April 1935 - Three park employees are appointed as the first park police officers: J. Max Shepherst, Louis Sweitzer and H.J. Delventhal.
1935 - Bend View, upriver from Indianola Island, becomes the sixth Metropark with about 1,000 feet of river frontage. The Works Progress Administration will develop the park.
September 1935 - Work is under way on $200,000 worth of projects by the Works Progress Administration at Bend View, Providence, Pearson, Waterville, Side Cut and Swanton parks. That fall, about 700 men with the WPA are working in the parks, including 400 at Pearson.
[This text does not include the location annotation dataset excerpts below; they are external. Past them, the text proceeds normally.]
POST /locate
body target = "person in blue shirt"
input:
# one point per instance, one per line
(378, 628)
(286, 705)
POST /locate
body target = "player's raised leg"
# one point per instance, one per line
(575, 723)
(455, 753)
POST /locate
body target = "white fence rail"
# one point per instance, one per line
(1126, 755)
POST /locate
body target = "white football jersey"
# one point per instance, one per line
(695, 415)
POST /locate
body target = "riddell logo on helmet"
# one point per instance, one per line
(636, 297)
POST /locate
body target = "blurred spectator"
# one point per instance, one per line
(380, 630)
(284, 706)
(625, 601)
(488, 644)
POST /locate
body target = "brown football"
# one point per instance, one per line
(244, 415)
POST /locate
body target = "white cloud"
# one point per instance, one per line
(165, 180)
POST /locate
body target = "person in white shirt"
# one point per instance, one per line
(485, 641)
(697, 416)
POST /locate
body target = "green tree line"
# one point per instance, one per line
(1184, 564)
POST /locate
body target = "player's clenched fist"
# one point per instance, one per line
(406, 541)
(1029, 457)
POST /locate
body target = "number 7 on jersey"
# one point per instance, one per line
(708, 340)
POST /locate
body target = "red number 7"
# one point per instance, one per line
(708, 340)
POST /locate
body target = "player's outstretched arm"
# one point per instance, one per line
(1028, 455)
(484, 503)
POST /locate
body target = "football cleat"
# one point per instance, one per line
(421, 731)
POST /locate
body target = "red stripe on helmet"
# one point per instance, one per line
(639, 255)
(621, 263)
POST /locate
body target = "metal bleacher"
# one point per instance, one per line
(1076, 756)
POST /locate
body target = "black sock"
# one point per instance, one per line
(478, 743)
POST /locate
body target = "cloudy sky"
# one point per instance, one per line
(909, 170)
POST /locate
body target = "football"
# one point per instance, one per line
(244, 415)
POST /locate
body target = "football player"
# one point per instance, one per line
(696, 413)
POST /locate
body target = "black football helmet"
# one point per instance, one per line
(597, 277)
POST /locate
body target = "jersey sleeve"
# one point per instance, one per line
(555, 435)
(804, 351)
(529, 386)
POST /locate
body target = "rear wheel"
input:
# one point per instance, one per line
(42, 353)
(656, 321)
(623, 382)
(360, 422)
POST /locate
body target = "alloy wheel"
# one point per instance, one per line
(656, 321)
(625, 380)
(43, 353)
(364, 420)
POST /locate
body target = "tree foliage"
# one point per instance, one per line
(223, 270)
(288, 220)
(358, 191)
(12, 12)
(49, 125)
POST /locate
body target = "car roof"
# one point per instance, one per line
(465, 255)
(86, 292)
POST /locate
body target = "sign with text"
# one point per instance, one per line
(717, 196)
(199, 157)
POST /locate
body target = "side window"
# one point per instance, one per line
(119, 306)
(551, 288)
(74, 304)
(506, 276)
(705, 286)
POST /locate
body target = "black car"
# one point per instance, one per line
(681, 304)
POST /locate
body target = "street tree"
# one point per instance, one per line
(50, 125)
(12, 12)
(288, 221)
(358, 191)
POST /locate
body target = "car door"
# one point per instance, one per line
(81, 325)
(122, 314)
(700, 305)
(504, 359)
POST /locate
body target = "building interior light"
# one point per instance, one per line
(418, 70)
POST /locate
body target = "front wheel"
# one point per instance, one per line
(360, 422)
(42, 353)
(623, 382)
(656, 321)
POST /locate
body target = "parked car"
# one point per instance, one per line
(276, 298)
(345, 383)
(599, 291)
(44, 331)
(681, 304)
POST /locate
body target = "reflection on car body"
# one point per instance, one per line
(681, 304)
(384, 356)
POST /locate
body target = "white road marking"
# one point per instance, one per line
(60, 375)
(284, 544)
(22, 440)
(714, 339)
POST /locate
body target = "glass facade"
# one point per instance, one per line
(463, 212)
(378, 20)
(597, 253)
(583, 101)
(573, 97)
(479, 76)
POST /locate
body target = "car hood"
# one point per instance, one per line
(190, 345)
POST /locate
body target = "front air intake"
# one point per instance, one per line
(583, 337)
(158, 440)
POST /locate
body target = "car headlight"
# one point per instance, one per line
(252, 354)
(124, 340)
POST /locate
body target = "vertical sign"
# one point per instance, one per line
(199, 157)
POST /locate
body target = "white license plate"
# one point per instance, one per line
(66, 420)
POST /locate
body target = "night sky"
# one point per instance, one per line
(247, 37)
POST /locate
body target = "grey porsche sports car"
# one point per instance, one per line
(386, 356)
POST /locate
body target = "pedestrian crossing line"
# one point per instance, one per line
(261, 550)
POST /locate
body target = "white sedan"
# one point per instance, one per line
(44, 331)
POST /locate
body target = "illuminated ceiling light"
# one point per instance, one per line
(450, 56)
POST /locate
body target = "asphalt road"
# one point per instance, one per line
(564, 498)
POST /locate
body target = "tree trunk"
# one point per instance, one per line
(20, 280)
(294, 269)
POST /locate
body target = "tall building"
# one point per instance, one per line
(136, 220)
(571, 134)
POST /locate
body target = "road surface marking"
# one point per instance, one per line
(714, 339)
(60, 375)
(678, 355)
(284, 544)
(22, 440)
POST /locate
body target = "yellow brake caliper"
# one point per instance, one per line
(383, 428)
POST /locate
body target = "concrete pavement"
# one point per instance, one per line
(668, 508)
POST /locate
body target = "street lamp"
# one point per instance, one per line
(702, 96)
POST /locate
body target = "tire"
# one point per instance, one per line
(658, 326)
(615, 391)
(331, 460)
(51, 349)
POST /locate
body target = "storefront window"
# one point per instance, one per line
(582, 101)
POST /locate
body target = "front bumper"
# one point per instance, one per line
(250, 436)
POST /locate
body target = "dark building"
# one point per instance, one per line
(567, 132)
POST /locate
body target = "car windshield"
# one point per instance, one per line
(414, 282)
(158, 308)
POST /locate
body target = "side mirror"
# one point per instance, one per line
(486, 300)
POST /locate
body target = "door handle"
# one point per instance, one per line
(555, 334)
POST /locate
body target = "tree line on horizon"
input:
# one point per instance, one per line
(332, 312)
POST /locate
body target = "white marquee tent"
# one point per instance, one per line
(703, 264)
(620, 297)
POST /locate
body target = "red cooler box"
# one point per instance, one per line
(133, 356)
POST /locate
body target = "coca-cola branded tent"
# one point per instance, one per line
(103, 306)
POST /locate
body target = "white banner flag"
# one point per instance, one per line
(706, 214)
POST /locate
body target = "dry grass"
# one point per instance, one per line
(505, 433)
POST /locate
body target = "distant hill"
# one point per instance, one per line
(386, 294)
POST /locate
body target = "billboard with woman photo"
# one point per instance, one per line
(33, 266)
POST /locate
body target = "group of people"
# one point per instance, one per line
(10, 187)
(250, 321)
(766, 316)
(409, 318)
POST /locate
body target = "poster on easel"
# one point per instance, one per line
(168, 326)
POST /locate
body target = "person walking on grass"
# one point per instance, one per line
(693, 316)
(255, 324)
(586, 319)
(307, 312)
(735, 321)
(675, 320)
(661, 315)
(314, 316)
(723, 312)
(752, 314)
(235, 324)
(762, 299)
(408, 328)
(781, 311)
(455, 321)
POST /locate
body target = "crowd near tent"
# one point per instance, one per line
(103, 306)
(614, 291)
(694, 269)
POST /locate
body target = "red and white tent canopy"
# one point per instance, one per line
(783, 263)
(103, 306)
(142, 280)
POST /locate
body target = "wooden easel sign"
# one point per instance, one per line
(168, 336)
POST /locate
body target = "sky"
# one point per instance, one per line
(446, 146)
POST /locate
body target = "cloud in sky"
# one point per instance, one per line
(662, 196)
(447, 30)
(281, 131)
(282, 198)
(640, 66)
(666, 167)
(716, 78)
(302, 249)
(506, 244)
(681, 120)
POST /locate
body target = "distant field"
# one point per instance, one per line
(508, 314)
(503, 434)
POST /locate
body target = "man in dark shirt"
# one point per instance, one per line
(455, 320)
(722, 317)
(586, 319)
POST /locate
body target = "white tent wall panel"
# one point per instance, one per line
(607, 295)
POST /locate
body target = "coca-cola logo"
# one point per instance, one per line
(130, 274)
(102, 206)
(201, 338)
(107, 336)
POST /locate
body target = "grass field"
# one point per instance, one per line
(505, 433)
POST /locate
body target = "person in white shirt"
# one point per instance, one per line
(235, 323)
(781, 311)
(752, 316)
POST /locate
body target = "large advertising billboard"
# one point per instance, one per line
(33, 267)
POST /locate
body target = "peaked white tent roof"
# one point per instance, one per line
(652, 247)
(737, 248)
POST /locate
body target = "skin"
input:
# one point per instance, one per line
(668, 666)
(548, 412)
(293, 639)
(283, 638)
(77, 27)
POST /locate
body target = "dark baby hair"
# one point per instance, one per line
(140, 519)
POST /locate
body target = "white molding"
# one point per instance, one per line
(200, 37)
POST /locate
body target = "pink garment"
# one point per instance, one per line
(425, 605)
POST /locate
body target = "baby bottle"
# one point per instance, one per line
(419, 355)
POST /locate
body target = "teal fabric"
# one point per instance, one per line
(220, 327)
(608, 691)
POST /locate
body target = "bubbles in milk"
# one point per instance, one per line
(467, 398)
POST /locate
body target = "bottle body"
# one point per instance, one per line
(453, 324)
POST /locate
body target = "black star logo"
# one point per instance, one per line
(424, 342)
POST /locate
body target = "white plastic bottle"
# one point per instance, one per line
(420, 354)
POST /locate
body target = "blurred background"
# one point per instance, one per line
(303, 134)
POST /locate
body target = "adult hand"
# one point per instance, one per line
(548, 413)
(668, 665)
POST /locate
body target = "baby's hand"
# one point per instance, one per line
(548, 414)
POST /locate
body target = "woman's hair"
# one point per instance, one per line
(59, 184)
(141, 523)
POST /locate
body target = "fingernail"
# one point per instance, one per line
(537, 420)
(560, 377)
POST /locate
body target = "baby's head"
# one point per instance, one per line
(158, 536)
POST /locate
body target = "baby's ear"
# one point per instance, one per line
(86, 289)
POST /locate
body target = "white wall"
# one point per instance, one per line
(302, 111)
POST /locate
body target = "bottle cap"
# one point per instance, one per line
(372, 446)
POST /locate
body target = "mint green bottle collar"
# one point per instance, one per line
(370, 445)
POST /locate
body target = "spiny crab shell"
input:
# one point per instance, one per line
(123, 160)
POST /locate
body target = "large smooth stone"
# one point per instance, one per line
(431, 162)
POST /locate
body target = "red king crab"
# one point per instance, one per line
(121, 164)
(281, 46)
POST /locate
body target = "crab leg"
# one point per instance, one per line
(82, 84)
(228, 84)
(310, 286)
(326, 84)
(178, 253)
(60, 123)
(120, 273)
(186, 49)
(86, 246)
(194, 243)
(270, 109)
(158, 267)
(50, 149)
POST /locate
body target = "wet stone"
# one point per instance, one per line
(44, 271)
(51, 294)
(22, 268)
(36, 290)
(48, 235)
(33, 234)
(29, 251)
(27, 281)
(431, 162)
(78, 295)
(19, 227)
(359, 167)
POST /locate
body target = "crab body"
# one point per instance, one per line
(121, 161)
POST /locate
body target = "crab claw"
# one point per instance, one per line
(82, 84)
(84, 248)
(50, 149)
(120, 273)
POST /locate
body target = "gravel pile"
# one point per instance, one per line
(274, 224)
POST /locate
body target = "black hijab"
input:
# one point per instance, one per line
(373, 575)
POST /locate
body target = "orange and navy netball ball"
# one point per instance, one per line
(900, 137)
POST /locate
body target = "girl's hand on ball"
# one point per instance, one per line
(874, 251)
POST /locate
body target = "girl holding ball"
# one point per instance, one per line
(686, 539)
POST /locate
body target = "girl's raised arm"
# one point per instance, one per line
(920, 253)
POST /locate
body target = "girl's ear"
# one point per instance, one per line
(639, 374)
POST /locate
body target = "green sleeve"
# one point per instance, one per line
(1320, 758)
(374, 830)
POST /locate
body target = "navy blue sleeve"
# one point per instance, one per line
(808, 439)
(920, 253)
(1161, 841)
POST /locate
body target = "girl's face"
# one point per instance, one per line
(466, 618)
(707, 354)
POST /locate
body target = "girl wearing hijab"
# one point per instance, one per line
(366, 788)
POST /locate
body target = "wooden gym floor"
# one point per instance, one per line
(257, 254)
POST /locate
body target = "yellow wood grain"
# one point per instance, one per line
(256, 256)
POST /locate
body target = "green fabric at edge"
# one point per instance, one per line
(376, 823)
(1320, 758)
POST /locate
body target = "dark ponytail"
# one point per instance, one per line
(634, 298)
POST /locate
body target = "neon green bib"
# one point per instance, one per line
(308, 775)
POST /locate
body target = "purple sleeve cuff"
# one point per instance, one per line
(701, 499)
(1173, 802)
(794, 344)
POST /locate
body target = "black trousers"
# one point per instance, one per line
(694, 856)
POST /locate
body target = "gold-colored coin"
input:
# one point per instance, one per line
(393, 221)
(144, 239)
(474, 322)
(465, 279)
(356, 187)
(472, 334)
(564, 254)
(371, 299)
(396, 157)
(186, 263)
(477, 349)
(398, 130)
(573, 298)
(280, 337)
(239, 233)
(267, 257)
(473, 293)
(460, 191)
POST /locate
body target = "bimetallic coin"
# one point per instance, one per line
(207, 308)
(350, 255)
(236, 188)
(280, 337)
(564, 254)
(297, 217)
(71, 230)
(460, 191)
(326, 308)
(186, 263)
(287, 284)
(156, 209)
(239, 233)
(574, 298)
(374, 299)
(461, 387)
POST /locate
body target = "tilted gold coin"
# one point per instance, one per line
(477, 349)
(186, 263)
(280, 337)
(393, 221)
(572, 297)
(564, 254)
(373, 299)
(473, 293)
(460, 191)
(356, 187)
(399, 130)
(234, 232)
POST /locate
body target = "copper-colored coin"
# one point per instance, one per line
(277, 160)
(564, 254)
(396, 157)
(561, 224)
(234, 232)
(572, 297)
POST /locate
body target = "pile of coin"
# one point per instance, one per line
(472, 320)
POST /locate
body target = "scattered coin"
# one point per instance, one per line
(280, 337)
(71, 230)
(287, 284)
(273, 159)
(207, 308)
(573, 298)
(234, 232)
By December, about 800 men are at work at Pearson alone.
May 1936 - Oak Openings Park is under development with 5,000 transplanted evergreens and two man-made lakes to "make the spot attractive to outdoor nature lovers," according to board minutes.
May 1936 - A beach at Farnsworth opens on Memorial Day with a fleet of new steel rowboats and lifeguards provided by the American Red Cross.
September 1937 - W.W. Knight asks director-secretary W.W. Farnsworth to leave the room during a board meeting. While he is out, Knight and fellow board member William Booker decide to rename Waterville Park in Farnsworth's honor.
August 1938 - With the recent acquisition of 272 acres and the WPA ready to proceed with a $375,000 project, plans are unveiled for development of Oak Openings Park. Plans include a six-acre lake, wildflower garden, bird sanctuary and picnic grounds. A group of prominent Toledoans has agreed to purchase 365 additional acres to add to the park.
August 1938 - More than 1,400 WPA men are currently employed in the Metroparks.
1938 - A roller skating rink and tennis court officially open at Pearson. The 220-foot-long, 120-foot-wide oval rink is the largest outdoor skating rink in Ohio.
January 1939 - Watson Wales Farnsworth dies at age 83 in his Waterville home. An obituary notes that he had been at work at his desk in the courthouse just a week earlier. J. Max Shepherst, landscape architect for the park district, is named secretary-director.